In 2023, Wiel played in 113 games for the Rockers, hitting .276/.349/.552 with 29 home runs and 96 RBI. On April 15, 2024, Wiel re-signed with High Point. In 60 games in 2024, he hit .188/.302/.436 with 13 home runs and 33 RBI.

Wiel set new franchise records with High Point with 74 home runs and 227 RBI with the team.

On July 7, Wiel was traded to the York Revolution for Will Carter. In 60 games for the Revolution, he batted .323/.396/.633 with 17 home runs and 58 RBI. With York, Wiel won the Atlantic League championship. In the final game of championship series, he scored the game-tying run in the bottom of the ninth inning.

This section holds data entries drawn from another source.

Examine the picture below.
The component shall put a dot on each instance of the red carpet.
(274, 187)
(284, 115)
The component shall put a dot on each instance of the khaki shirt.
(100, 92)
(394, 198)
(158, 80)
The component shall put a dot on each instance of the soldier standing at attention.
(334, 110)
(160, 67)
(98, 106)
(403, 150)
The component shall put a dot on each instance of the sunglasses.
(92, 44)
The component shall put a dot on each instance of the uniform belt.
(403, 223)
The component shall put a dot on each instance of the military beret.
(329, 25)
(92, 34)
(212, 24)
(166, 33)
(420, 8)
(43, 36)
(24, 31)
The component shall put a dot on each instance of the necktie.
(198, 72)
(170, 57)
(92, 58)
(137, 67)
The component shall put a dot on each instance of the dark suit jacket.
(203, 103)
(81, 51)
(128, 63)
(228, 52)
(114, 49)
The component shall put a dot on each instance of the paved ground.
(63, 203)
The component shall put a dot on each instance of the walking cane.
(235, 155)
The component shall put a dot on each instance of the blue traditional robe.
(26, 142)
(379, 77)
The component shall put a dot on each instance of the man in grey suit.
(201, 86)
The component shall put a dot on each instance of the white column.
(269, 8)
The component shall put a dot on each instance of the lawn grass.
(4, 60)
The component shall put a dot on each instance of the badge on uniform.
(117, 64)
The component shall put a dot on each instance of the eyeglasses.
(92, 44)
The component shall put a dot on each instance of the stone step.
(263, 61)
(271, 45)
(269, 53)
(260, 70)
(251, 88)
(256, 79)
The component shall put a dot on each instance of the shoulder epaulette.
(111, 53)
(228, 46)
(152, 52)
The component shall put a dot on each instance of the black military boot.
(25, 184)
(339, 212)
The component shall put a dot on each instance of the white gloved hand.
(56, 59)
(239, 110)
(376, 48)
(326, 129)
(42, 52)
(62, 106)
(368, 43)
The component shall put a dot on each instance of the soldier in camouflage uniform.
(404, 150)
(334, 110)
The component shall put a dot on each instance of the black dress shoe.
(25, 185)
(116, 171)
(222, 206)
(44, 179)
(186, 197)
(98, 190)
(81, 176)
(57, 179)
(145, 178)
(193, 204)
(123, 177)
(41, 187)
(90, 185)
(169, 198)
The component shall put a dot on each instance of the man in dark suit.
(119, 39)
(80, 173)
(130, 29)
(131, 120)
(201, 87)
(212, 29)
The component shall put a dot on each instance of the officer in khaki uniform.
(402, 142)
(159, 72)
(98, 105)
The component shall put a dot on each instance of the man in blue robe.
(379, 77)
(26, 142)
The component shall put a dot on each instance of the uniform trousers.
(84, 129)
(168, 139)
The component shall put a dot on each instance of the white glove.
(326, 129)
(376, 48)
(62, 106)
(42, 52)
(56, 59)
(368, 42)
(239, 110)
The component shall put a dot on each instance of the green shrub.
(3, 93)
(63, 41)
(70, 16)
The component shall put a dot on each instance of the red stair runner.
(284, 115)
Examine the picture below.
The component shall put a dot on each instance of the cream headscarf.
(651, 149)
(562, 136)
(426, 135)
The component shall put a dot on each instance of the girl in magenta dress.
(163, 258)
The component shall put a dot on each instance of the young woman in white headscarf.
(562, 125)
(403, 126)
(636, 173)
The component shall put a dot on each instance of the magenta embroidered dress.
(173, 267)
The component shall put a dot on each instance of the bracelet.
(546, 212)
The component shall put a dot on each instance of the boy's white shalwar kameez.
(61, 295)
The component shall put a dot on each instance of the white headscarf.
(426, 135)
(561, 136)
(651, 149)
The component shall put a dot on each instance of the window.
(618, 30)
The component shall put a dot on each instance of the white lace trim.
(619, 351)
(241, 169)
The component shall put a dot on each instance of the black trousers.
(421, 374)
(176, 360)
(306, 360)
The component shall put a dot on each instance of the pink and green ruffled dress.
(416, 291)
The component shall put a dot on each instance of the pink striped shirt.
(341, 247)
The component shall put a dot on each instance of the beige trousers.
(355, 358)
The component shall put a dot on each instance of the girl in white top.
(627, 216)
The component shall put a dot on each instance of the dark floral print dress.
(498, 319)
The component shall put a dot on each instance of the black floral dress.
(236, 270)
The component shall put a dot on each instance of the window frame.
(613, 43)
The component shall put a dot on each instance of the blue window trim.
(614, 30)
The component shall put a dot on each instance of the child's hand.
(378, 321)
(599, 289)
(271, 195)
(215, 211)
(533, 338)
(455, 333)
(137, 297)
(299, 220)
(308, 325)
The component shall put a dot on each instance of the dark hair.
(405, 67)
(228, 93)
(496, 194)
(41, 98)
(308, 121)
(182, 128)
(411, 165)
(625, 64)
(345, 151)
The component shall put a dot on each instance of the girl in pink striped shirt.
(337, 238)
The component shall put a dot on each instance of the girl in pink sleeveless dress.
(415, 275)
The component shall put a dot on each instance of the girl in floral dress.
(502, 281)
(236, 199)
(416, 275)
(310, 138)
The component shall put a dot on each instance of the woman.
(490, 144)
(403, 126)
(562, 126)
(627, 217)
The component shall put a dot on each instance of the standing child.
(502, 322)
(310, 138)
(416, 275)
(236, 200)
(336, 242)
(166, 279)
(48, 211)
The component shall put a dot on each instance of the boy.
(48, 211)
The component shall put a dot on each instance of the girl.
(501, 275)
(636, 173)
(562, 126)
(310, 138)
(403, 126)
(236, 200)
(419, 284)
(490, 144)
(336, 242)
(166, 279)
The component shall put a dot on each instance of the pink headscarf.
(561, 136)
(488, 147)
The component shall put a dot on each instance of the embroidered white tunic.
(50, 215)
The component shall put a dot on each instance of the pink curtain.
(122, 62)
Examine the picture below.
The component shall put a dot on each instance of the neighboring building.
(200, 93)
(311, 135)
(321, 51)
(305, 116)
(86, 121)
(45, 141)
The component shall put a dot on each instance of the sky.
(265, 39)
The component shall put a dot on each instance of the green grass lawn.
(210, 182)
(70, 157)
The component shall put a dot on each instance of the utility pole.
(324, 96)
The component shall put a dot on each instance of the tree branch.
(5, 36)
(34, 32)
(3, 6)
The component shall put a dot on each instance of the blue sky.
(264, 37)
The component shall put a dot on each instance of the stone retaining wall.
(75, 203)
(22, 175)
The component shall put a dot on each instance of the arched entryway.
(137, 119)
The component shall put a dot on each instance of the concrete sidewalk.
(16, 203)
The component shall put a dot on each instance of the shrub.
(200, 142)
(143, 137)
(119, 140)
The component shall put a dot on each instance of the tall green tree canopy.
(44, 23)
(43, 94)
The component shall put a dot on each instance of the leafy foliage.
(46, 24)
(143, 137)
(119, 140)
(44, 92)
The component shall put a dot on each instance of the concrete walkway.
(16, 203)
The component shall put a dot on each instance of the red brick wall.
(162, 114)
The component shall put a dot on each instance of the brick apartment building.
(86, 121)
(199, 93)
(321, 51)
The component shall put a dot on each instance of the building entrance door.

On January 28, 2025, Wiel signed with the Piratas de Campeche of the Mexican League. He was released by the Piratas prior to the start of the season on April 13.

==International career==
Wiel represented the Netherlands national team at the 2023 World Baseball Classic. He did not play in any of the team's four tournament games. Wiel does not speak Dutch. Because he does not have a Dutch passport, he cannot play for the Netherlands in other international tournaments.

==Personal life==
Wiel's father, Randy Wiel, played college basketball at the University of North Carolina and was the head basketball coach at UNC Asheville, Middle Tennessee State, and the Netherlands men's national team. Randy is from Curaçao and took his son to Curaçao and the Netherlands as a child. Randy died in 2025 from pancreatic cancer. Wiel has two siblings.